This article reveals the industry's reaction to CMS' announcement of DMEPOS prices for round one of competitive bidding.
The home care industry is very concerned about the Centers for Medicare & Medicaid Services' announcement that it will pay on average 26% less than current levels for 10 product categories included in the first round of competitive bidding for durable medical equipment, prosthetics, orthotics, and supplies (DMEPOS). The first round of the program begins July 1 in Charlotte, Cincinnati, Cleveland, Dallas, Kansas City, Miami, Orlando, Pittsburgh, Riverside, and San Juan.
Bill Popomaronis, R.Ph., VP, long term and home healthcare pharmacy services for the National Community Pharmacists Association, is worried that many providers may be forced to go out of business. "Twenty six percent is a big percentage. A small supplier may say, 'I'm going to bid low.' But sometimes you can pick up business and go out of business. If you pick up business too fast or don't have the financial resources and staffing to address the increase in business, there could be cash flow problems. I'm concerned that the big guys are going to go after the little guys in this case. What if access is affected? They (CMS) have already cut down the number of suppliers significantly."
Popomaronis believes that although CMS said that 64% of the winning bidders were small suppliers, community pharmacies were disenfranchised in the bidding program. "Community pharmacies are also small suppliers, but we're defined as large suppliers. The average community pharmacy based on 2007 data does about $3.5 million in sales. If you own more than one pharmacy, your total aggregate business says whether you're a small supplier or not. In an aggregate, they'd be above the small supplier definition. The feedback we're getting is that community pharmacies were not bidding in large numbers mainly because of the high cost of accreditation and the fact that they are defined as large suppliers. My question to CMS is, 'How many community pharmacies are represented in the 64% of small suppliers they are talking about?' I would guess not many."

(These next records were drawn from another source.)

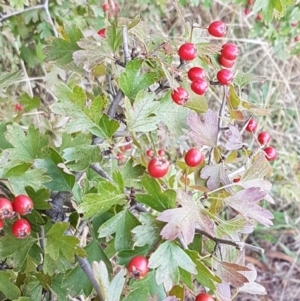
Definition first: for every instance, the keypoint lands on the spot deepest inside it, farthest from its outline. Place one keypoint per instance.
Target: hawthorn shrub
(105, 206)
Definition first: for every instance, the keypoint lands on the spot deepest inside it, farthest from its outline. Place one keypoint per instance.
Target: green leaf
(132, 81)
(116, 287)
(8, 78)
(4, 144)
(148, 232)
(166, 259)
(156, 198)
(61, 50)
(73, 104)
(33, 288)
(39, 198)
(27, 147)
(121, 224)
(76, 280)
(54, 164)
(140, 116)
(21, 176)
(59, 244)
(131, 174)
(79, 158)
(7, 287)
(108, 126)
(96, 203)
(172, 115)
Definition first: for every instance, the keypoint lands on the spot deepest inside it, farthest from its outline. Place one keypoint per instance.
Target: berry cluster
(138, 269)
(188, 52)
(21, 205)
(263, 139)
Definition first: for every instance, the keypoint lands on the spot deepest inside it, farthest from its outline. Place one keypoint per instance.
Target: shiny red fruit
(251, 126)
(180, 96)
(6, 208)
(217, 29)
(21, 228)
(230, 51)
(204, 297)
(199, 86)
(263, 137)
(225, 77)
(193, 157)
(138, 267)
(22, 204)
(196, 73)
(150, 153)
(158, 167)
(270, 153)
(259, 17)
(225, 63)
(187, 51)
(102, 32)
(161, 152)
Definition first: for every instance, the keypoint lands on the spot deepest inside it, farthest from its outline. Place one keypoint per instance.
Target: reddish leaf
(204, 133)
(235, 140)
(244, 202)
(182, 220)
(215, 174)
(252, 287)
(231, 273)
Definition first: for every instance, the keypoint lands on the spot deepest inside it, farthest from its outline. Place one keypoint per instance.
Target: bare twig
(238, 244)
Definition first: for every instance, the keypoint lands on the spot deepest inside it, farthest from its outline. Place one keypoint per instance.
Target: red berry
(158, 167)
(199, 86)
(138, 267)
(102, 32)
(263, 137)
(230, 51)
(225, 77)
(193, 157)
(6, 208)
(251, 126)
(180, 96)
(259, 17)
(22, 204)
(196, 73)
(225, 63)
(247, 11)
(187, 51)
(204, 297)
(18, 107)
(21, 228)
(161, 152)
(150, 153)
(217, 29)
(270, 153)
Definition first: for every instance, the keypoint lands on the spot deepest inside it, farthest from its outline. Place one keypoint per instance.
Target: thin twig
(238, 244)
(7, 16)
(46, 9)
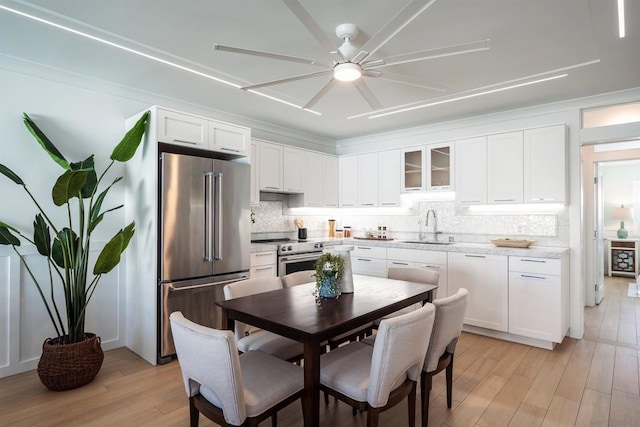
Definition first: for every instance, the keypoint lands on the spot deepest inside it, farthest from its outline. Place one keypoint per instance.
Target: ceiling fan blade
(412, 81)
(320, 93)
(438, 52)
(286, 80)
(366, 93)
(393, 27)
(301, 13)
(270, 55)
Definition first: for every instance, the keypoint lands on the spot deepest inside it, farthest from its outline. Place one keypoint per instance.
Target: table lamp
(623, 214)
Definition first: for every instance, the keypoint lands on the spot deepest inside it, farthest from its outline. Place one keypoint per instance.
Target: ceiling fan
(350, 63)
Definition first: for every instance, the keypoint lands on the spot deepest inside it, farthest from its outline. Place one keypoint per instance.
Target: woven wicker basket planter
(69, 366)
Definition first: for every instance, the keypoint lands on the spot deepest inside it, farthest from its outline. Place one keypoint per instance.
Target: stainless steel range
(298, 256)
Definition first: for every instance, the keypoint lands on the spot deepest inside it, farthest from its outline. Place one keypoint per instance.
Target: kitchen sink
(429, 242)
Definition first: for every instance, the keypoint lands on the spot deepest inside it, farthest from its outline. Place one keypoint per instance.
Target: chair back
(446, 328)
(247, 287)
(299, 278)
(398, 353)
(209, 358)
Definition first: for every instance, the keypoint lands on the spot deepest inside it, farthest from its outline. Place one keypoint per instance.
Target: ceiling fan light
(347, 72)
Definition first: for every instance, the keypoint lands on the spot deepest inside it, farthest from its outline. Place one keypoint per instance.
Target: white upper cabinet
(389, 178)
(471, 171)
(270, 173)
(505, 160)
(348, 181)
(412, 173)
(183, 129)
(255, 173)
(228, 138)
(368, 177)
(330, 187)
(199, 132)
(440, 163)
(314, 172)
(545, 165)
(293, 170)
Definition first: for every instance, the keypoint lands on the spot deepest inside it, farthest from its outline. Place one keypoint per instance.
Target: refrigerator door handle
(208, 210)
(217, 250)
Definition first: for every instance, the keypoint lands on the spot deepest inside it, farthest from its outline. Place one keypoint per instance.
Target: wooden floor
(589, 382)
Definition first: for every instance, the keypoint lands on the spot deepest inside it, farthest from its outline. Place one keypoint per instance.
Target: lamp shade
(622, 213)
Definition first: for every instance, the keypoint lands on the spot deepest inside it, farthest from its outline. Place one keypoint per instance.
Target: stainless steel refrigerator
(205, 238)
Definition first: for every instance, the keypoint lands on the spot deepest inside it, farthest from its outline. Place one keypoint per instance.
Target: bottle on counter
(332, 228)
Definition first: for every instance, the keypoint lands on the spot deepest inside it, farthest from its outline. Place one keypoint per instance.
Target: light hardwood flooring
(590, 382)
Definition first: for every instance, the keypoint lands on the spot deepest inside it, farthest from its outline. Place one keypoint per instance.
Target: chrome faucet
(435, 223)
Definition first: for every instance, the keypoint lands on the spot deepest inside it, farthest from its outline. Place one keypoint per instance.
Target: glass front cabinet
(427, 168)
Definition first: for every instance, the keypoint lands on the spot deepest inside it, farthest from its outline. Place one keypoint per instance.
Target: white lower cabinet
(369, 260)
(537, 298)
(264, 264)
(486, 279)
(433, 260)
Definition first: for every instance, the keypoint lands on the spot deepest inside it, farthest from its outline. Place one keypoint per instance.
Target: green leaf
(45, 142)
(125, 150)
(110, 255)
(65, 243)
(6, 237)
(10, 174)
(41, 236)
(68, 185)
(92, 179)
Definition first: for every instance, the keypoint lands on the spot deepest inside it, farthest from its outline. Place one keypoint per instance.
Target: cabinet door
(389, 169)
(255, 173)
(535, 306)
(330, 198)
(348, 181)
(505, 163)
(486, 279)
(412, 169)
(368, 176)
(229, 138)
(545, 165)
(183, 129)
(293, 170)
(471, 171)
(439, 167)
(314, 179)
(270, 172)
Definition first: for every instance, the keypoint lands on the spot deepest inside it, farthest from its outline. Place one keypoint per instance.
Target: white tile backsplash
(547, 229)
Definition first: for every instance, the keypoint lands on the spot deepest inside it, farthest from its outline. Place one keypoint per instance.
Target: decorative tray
(512, 243)
(371, 238)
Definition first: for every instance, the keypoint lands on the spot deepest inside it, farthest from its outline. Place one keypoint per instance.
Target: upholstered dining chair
(375, 378)
(231, 389)
(250, 338)
(446, 331)
(308, 276)
(411, 274)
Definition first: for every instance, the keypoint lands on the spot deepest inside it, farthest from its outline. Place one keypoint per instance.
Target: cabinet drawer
(417, 255)
(369, 252)
(535, 265)
(263, 258)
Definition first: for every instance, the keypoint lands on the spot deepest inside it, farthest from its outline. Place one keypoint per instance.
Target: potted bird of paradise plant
(73, 357)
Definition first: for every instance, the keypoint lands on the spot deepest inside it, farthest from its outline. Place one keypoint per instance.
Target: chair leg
(194, 415)
(411, 403)
(426, 382)
(449, 373)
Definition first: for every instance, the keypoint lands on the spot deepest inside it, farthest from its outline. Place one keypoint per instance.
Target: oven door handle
(310, 255)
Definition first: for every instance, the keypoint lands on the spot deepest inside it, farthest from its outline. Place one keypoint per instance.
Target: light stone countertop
(476, 248)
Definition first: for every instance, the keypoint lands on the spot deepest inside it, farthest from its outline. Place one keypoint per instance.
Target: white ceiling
(527, 38)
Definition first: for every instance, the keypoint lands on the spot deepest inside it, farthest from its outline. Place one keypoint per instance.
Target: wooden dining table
(294, 313)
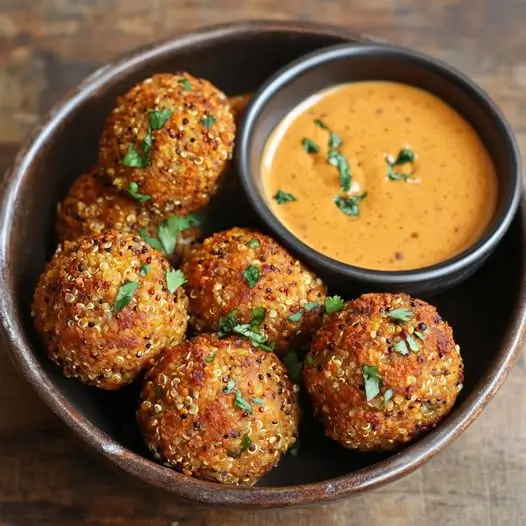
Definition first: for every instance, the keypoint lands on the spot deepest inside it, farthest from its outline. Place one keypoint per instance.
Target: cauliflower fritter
(382, 371)
(219, 410)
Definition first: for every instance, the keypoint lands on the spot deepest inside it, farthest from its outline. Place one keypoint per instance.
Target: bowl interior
(350, 63)
(236, 62)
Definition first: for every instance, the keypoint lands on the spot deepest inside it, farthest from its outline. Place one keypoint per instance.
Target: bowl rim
(318, 59)
(140, 467)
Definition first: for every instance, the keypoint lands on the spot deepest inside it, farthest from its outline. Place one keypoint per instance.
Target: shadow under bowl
(237, 58)
(346, 63)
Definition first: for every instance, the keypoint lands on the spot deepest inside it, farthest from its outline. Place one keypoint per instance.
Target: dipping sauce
(422, 185)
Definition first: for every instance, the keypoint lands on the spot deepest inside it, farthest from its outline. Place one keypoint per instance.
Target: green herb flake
(230, 386)
(135, 159)
(211, 357)
(349, 205)
(309, 359)
(174, 279)
(401, 347)
(405, 156)
(245, 442)
(187, 85)
(294, 365)
(159, 118)
(401, 314)
(334, 140)
(371, 380)
(283, 197)
(124, 295)
(241, 403)
(251, 275)
(208, 121)
(296, 316)
(413, 344)
(338, 160)
(333, 304)
(133, 190)
(310, 146)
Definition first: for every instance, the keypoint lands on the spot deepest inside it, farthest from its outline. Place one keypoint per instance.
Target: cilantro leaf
(251, 275)
(401, 314)
(371, 380)
(241, 403)
(158, 118)
(310, 146)
(133, 190)
(124, 295)
(283, 197)
(174, 279)
(333, 304)
(349, 204)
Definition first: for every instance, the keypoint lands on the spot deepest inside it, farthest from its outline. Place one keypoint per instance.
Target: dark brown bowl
(487, 311)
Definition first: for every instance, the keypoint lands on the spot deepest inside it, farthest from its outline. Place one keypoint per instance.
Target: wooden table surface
(46, 479)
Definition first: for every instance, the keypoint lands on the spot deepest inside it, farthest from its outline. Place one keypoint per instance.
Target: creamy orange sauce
(440, 210)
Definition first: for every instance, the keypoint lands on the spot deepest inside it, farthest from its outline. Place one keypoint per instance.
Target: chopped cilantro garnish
(333, 304)
(310, 146)
(124, 295)
(283, 197)
(371, 380)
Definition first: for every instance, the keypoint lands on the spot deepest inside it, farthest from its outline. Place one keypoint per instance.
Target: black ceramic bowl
(350, 62)
(237, 58)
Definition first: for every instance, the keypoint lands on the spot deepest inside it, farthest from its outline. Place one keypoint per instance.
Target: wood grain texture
(46, 47)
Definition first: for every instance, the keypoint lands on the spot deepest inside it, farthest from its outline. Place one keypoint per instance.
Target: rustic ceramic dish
(487, 310)
(344, 63)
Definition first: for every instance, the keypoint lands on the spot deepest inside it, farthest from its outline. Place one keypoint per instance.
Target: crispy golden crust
(238, 104)
(187, 157)
(216, 286)
(424, 384)
(73, 309)
(92, 206)
(190, 419)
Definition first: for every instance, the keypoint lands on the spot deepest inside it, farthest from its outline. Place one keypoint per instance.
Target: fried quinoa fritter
(383, 370)
(93, 205)
(241, 269)
(219, 410)
(172, 136)
(77, 314)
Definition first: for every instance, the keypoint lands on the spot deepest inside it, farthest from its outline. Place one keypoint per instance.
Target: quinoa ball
(382, 370)
(93, 205)
(243, 270)
(238, 104)
(172, 136)
(219, 410)
(103, 309)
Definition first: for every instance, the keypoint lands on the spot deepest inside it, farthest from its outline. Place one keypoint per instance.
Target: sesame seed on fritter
(103, 309)
(207, 411)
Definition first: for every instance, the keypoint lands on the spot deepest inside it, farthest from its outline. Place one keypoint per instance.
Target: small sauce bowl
(346, 63)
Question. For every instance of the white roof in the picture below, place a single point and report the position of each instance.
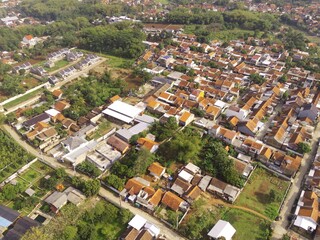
(125, 109)
(193, 168)
(222, 229)
(220, 104)
(185, 176)
(118, 115)
(52, 112)
(137, 222)
(305, 223)
(152, 229)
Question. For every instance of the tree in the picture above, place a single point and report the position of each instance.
(283, 79)
(61, 173)
(70, 232)
(37, 233)
(256, 78)
(303, 147)
(115, 181)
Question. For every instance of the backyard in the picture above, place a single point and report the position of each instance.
(13, 194)
(243, 222)
(263, 193)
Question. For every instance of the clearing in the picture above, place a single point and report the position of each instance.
(256, 193)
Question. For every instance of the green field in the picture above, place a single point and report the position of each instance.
(256, 194)
(224, 35)
(247, 225)
(23, 98)
(57, 65)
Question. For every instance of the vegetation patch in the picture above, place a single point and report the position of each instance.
(263, 193)
(243, 222)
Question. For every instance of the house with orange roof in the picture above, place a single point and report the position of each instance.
(252, 146)
(307, 211)
(174, 202)
(186, 118)
(61, 105)
(265, 154)
(156, 170)
(212, 112)
(249, 128)
(226, 135)
(57, 93)
(148, 144)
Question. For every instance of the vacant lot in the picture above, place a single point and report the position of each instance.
(247, 225)
(263, 193)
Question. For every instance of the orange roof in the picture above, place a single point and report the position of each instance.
(234, 121)
(164, 95)
(28, 37)
(172, 201)
(267, 152)
(147, 143)
(185, 116)
(149, 190)
(61, 105)
(156, 198)
(153, 104)
(156, 168)
(133, 186)
(194, 193)
(41, 125)
(57, 93)
(115, 98)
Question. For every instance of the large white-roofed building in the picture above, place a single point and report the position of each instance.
(121, 111)
(222, 229)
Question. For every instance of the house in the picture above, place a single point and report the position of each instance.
(186, 118)
(56, 201)
(140, 229)
(148, 144)
(43, 117)
(20, 227)
(29, 40)
(249, 128)
(118, 144)
(156, 170)
(122, 112)
(252, 147)
(7, 216)
(174, 202)
(223, 190)
(180, 187)
(222, 230)
(234, 111)
(307, 211)
(310, 111)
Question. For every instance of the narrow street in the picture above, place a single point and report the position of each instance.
(108, 195)
(280, 227)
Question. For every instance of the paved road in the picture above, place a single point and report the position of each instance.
(59, 84)
(109, 196)
(281, 226)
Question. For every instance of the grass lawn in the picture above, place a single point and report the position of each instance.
(103, 128)
(23, 98)
(30, 175)
(57, 65)
(113, 230)
(247, 225)
(118, 62)
(257, 191)
(224, 35)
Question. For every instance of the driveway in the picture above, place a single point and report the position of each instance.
(280, 227)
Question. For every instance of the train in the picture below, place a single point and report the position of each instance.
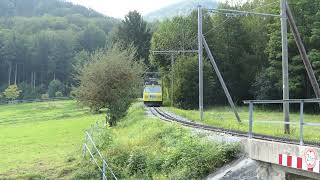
(152, 93)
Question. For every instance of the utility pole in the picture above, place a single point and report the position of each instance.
(285, 73)
(200, 51)
(303, 52)
(172, 77)
(223, 84)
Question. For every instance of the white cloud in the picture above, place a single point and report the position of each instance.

The Council for Quality Respiratory Care chairman Peter Kelly warned that "the magnitude of current and pending Medicare cuts will make the oxygen benefit unsustainable and the impact on beneficiaries dangerously unpredictable."
Walsh agreed with Kelly's prediction, saying that Medicare equipment suppliers will be forced to make weekly or monthly deliveries to patients instead of on an as-needed basis.
Complex rehab products, which Walsh pointed out require a high level of employee training and relatively high compensation for credentialled clinicians and technicians, will also be negatively impacted by the price reduction. "This will result in higher costs in rehab facilities and hospitals," Walsh asserted.
Walsh foresees that diabetes patients will be forced to pick up their supplies or receive them in the mail less frequently than when they were delivered by their provider and that they may not receive the brand of supplies that they prefer.
Meanwhile, The American Association for Home-care said it has heard from DME providers in many states that they have been improperly disqualified and thereby removed by CMS from the bidding process. "We're alarmed about the volume of the mistakes made by Medicare's contractor tasked with evaluating bids and implementing of the bidding program," said Heather Allan, executive director of the Florida Association of Medical Equipment Services. "A process this obviously flawed needs to be stopped, analyzed, and corrected, if it can't be done away with altogether. If it's not, the ramifications for Medicare beneficiaries and small businesses alike will be much worse than we anticipated."
Finally, Walsh added, "We know of a joint venture of two large regional hospital chains in the home medical equipment business who submitted a package to bid and were told they didn't meet the financial criteria."